Lihat ke Halaman Asli

Boyke Abdillah

Hanya manusia biasa

Antara Indon dan Jekardah

Diperbarui: 24 Juni 2015   05:58

Kompasiana adalah platform blog. Konten ini menjadi tanggung jawab bloger dan tidak mewakili pandangan redaksi Kompas.

Bahasa. Sumber ilustrasi: FREEPIK/Jcstudio

Siang ini saya membuka akun FB untuk sekadar membaca status-status teman. Tiba-tiba saya agak terperanjat membaca 2 status dari dua orang sahabat FB yang kebetulan keduanya merupakan warga Jakarta. Yang satu menulis:

Jakardha..Jakardha... hare gene masih muacheet....

Satu lagi menulis statusnya dengan kalimat:

Bye bye Jekardah...prepared to KL for meeting.

Entah mengapa ketika membaca kedua status tersebut saya menjadi sedikit emosional. Sejak kapan penulisan Jakarta menjadi Jakardha atau Jekardah? Untuk meredam rasa emosi itu, saya coba untuk berpikir, jangan-jangan ke dua sahabat saya itu salah tulis? Tapi rasanya tidak mungkin. Hanya orang begolah yang salah menuliskan kata Jakarta, secara Jakarta itu sudah awam sekali penulisannya, terpajang di mana-mana baik di papan alamat, di surat kabar, majalah, dan di media lain. Atau bisa jadi, ini adalah tren baru biar terlihat seperti orang bule mengucapkan Jakarta (tentu saja melafazkan huruf R dengan lidah ditekuk ke dalam) Terdengar keren kan? Kalau memang hanya tren baru untuk gaya-gayaan, sungguh memalukan sekali. Kenapa bisa begitu?

Nama adalah sebuah identitas. Terutama untuk orang dan tempat. Adanya sebuah nama kita akan langsung mengenali jati diri beserta ciri yang melekat di dalamnya. Karena itulah untuk menghormatinya, setiap penulisan nama baik untuk orang maupun tempat diawali dengan huruf kapital. Berubah penulisan akan diprotes sama yang punya identitas. Buktinya, kalau ada orang yang salah menuliskan nama kita, otomatis kita akan protes. Tidak boleh salah, tidak boleh kurang atau berlebih hurufnya. Bahkan setiap orang, namanya disahkan oleh negara dalam bentuk akte kelahiran. Saya kira nama suatu badan usaha pun ada aktenya. Penulisan Jekardah atau Jakardha adalah suatu bentuk pelecehan walau punniatnya untuk gaya-gayaan biar kedengaran keren seperti lidah orang bule.

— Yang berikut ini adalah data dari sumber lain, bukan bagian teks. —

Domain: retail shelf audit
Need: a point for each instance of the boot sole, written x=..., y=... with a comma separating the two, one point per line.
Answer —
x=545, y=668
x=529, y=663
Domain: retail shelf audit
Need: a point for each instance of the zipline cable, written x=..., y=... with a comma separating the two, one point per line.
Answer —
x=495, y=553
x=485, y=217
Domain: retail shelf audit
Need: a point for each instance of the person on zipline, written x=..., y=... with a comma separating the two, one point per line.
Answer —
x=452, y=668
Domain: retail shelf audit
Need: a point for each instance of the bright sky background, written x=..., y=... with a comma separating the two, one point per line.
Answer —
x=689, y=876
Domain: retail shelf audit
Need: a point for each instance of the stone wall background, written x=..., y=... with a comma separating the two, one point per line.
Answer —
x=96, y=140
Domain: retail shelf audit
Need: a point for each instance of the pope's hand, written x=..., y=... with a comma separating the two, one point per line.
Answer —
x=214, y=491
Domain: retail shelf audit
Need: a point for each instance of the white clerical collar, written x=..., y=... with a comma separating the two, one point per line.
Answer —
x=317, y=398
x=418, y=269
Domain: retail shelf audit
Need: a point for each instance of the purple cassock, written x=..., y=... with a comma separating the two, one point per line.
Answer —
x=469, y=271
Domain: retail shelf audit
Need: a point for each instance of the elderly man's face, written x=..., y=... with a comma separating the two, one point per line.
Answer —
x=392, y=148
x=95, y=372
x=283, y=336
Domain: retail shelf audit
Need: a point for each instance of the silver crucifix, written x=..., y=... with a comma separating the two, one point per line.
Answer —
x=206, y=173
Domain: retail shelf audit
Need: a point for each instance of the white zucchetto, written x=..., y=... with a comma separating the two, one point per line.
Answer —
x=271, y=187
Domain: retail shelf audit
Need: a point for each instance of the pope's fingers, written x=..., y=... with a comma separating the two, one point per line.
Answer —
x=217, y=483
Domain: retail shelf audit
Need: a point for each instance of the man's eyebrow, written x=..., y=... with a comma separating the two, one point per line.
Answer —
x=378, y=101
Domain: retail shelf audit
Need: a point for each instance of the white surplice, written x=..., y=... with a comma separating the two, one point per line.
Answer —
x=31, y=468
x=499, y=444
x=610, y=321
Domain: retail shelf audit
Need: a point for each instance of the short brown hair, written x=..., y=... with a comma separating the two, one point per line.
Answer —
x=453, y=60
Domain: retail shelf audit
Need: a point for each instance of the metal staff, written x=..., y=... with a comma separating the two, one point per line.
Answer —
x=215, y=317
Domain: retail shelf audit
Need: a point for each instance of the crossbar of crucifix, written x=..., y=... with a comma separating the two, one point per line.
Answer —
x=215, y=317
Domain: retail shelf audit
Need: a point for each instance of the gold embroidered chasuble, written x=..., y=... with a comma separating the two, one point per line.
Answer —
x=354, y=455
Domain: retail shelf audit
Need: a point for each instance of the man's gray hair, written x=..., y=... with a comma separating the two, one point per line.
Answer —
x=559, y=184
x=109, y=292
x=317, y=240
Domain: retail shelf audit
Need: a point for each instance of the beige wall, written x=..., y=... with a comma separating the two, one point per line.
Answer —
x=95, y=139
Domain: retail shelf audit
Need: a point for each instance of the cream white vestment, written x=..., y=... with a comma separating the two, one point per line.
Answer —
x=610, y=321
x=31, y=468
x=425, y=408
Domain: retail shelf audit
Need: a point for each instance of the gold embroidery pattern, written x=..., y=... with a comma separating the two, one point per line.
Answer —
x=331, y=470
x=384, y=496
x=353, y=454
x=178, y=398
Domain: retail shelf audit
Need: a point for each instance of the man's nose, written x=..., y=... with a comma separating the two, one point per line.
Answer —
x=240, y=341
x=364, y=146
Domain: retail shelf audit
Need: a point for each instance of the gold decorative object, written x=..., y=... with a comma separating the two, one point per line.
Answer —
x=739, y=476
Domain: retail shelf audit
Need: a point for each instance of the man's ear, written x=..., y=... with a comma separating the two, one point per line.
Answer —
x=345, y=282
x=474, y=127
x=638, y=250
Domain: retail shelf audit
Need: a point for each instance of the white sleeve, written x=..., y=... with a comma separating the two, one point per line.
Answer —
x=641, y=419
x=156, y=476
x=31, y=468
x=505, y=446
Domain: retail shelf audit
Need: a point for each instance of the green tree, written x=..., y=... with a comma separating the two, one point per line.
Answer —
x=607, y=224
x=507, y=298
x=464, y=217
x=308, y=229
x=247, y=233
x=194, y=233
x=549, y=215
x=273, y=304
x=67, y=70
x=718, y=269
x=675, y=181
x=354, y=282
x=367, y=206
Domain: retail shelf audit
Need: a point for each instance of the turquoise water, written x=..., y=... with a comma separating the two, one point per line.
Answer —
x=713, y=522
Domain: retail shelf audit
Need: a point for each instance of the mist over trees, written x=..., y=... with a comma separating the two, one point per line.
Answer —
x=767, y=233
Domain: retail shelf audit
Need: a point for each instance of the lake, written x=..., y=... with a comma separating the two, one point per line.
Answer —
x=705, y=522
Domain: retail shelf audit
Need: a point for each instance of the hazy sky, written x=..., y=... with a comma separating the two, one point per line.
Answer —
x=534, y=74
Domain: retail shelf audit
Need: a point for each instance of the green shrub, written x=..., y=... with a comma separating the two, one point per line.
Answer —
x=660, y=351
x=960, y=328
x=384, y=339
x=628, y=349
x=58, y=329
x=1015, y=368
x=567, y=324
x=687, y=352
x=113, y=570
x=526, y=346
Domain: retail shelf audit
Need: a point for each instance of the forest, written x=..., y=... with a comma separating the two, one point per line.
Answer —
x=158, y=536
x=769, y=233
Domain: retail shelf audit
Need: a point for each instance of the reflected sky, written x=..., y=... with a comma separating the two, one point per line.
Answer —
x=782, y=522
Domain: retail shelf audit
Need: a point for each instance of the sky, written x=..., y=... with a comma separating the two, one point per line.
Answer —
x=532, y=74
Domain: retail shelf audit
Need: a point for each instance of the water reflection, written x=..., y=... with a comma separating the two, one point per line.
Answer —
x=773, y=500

Jadi penulisan Jakarta tidak keren ya? Pengucapan dengan sempurnaJa-kar-ta (lafaz R dengan lidah di langit-langit) terdengar kampungan ya? Makanya harus meniru orang bule mengucapkan Jakarta seperti cara mereka? Itu sama saja artinya rendah diri alias mengalami sindrom yang bernama mentalitas inlander!

Kita orang Indonesia marah-marah sama orang Malaysia karena mereka menyebut kita orang Indon. Kita menganggap itu adalah pelecehan terhadap identitas kita sebagai orang Indonesia. Mereka berkelit karena menurut mereka itu adalah sekadar penyingkatan semata seperti mereka menyebut orang Bangladesh dengan Bangla. Kita tetap tak bisa menerima. Nama adalah identitas. Tidak boleh asal kecuali telah sesuai dengan kesepakatan yang ada.

Dan sekarang orang Indonesia sendiri melecehkan penulisan Jakarta menjadi Jekardah atau Jakardha. Besok-besok, Bandung menjadi Baendhun’, Surabaya menjadi Surabaeia, dan Padang menjadi Pedheng. Bisa judi,eh, bisa jadi kan?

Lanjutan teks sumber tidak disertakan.